A post shared by Charlie Albone (@charlie_albone) on

What do you hope people will take away from your display?

"Whenever you have a show garden you just want to inspire people to get interested in horticulture, or to adopt a greener lifestyle. I get a lot of benefits from working in horticulture and having gardening in my life, so it's about spreading that word and getting people to enjoy their own gardens."

Tell us about the build process, and how long it takes to create such a garden...

"The build is actually done by the Chinese government, so I have nothing to do with it, which is very strange as I tend to be involved in the build on all gardens I work on, both for shows and in my own business. 

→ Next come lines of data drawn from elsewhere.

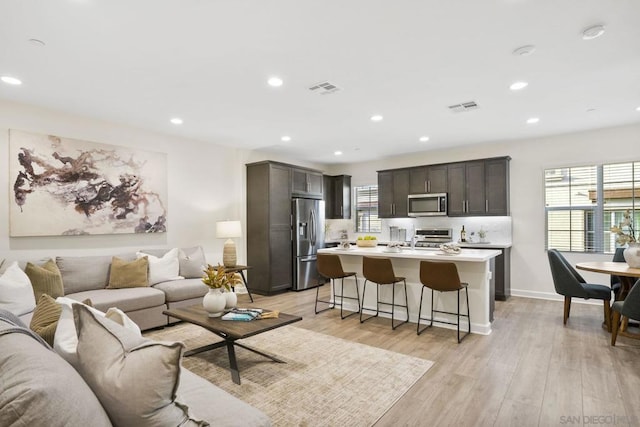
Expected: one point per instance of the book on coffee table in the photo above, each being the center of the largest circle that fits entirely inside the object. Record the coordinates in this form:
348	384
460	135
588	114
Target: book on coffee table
243	314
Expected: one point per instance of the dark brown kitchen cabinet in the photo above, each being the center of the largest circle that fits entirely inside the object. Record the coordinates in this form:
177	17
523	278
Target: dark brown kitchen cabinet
393	189
269	227
428	179
337	196
478	187
306	183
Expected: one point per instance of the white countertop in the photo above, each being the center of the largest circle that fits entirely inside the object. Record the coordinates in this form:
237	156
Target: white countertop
469	255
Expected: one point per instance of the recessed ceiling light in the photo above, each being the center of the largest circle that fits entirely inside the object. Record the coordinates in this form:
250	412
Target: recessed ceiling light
36	42
592	32
524	50
275	81
518	85
11	80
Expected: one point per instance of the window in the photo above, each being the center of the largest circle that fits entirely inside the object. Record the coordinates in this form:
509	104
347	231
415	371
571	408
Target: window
583	203
366	203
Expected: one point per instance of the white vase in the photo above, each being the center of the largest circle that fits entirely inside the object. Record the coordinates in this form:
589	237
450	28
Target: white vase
232	299
214	302
632	255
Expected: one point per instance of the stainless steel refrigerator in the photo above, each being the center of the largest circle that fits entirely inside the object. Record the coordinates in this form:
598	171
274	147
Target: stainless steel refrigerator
308	237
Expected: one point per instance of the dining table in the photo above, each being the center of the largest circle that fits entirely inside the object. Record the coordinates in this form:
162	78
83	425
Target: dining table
628	275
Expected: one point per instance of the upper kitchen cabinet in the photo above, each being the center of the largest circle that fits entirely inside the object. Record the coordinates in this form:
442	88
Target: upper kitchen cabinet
479	187
337	196
428	179
306	183
393	189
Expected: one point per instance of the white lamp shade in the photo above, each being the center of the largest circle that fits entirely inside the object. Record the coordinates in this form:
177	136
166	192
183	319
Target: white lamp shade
228	229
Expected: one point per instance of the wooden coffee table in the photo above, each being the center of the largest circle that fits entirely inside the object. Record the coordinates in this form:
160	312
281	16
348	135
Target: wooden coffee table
230	331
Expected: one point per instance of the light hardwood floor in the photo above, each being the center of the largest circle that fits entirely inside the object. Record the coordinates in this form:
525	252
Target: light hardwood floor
531	371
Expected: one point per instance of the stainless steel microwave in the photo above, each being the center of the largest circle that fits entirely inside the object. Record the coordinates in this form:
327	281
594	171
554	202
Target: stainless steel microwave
427	204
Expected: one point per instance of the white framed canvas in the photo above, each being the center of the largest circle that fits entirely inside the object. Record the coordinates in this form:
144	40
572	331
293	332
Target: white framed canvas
64	186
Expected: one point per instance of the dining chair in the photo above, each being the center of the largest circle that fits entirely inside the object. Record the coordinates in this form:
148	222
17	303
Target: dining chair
330	266
380	272
569	283
630	309
442	277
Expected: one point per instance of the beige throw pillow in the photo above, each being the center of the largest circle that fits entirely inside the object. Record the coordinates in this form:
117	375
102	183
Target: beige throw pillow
45	318
45	279
134	378
128	274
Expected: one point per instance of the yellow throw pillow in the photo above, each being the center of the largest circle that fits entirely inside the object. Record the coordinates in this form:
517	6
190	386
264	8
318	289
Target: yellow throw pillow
124	274
45	318
45	279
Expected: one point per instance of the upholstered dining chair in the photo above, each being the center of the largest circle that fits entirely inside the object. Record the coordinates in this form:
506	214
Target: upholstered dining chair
442	277
329	266
569	283
380	272
630	309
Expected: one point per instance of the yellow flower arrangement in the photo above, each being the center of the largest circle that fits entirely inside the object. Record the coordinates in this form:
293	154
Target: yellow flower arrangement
218	277
624	232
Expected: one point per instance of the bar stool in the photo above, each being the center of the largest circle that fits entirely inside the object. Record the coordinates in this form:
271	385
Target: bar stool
330	267
442	277
380	272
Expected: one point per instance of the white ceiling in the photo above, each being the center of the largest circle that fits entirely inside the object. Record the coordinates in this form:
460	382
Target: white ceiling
141	62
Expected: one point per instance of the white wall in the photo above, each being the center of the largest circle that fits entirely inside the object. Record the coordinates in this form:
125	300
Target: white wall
205	184
530	275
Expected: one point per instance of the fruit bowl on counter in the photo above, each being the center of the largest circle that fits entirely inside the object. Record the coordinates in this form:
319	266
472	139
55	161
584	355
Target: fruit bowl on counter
367	242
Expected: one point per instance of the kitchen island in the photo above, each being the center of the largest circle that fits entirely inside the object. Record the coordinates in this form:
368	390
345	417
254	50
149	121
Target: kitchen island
474	267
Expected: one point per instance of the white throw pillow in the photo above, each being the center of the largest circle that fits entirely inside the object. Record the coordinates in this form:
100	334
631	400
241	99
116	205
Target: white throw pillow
65	341
16	292
163	269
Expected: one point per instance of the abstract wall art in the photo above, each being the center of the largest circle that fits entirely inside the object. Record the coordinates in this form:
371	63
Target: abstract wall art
64	186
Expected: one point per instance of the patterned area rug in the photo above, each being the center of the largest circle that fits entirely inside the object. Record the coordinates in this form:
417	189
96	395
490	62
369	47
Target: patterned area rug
325	381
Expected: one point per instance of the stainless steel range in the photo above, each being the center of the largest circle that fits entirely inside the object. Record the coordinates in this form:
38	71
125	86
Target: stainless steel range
432	238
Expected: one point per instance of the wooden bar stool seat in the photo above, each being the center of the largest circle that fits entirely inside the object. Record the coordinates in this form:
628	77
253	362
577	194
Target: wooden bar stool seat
380	272
442	277
329	266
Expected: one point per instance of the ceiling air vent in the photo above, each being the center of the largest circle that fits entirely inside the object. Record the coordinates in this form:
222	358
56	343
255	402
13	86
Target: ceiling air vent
465	106
324	88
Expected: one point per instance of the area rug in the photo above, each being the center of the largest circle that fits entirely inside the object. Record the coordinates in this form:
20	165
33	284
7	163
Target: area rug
326	381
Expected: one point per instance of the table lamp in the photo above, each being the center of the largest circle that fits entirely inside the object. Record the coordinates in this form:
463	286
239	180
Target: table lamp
228	230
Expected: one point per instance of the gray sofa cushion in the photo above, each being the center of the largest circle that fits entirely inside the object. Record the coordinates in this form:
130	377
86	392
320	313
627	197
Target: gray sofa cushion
178	290
128	299
229	411
86	273
37	386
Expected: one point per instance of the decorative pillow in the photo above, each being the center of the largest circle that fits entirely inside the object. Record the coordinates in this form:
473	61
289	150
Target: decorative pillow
45	318
45	279
135	379
16	293
131	274
163	269
192	262
65	342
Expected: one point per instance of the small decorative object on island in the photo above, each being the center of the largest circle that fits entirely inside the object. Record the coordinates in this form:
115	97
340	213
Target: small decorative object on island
217	278
625	235
367	241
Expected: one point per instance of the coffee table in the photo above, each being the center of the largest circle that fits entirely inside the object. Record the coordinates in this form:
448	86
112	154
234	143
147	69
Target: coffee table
230	331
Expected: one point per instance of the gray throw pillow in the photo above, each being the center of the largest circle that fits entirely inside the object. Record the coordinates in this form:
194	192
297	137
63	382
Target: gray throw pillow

"We send them a detailed plan and then they just build off that. I get the odd email at 2am asking questions about plants or if something is satisfactory... so it's a very strange experience for me, as when I turn up, the garden will be complete. 

"In terms of planning, it's also very different to things I've done in the past as this garden is open for six months. You need to consider how the plants I've chosen will grow into one another and it's not just something displayed for five days, it's about how it will evolve over the season. 

"Coming up with the concept design is the hardest part. When I design a garden it comes from an abstract pattern almost - for example a herringbone pattern may influence my design, so I start drawing it on paper and it expands from there." 

 

 
 
 
 
 
 
 
 
 
 
 
 
 
 
 

A post shared by Charlie Albone (@charlie_albone) on

As the garden is open for six months, what planting considerations do you have to make?

"The climate is something major to consider. In the past, when I've done the Chelsea Flower Show, the garden is supposed to be based somewhere in Australia, and you can do that because it only needs to last for five days.

"As this garden needs to go through spring and summer, a lot of the planting in sculputal and structured - we've got a lot of buxus balls or ilex crenata around the courtyard. The woodland area is quite easy as is is a lot of trees, but at the back, there's going to be a perennial planting deck with a sculpture around it so you need to look at what's available and how it will grow."

How is this international garden show different from previous displays you've built?

"I think the fact that 16 million people are going to look at it will be quite scary! It's also a different market. The UK market has a keen gardening culture, but I know very little about the Chinese gardening culture. I'm not sure how it's going to be recieved - but I'll work that out pretty quickly once I get there!"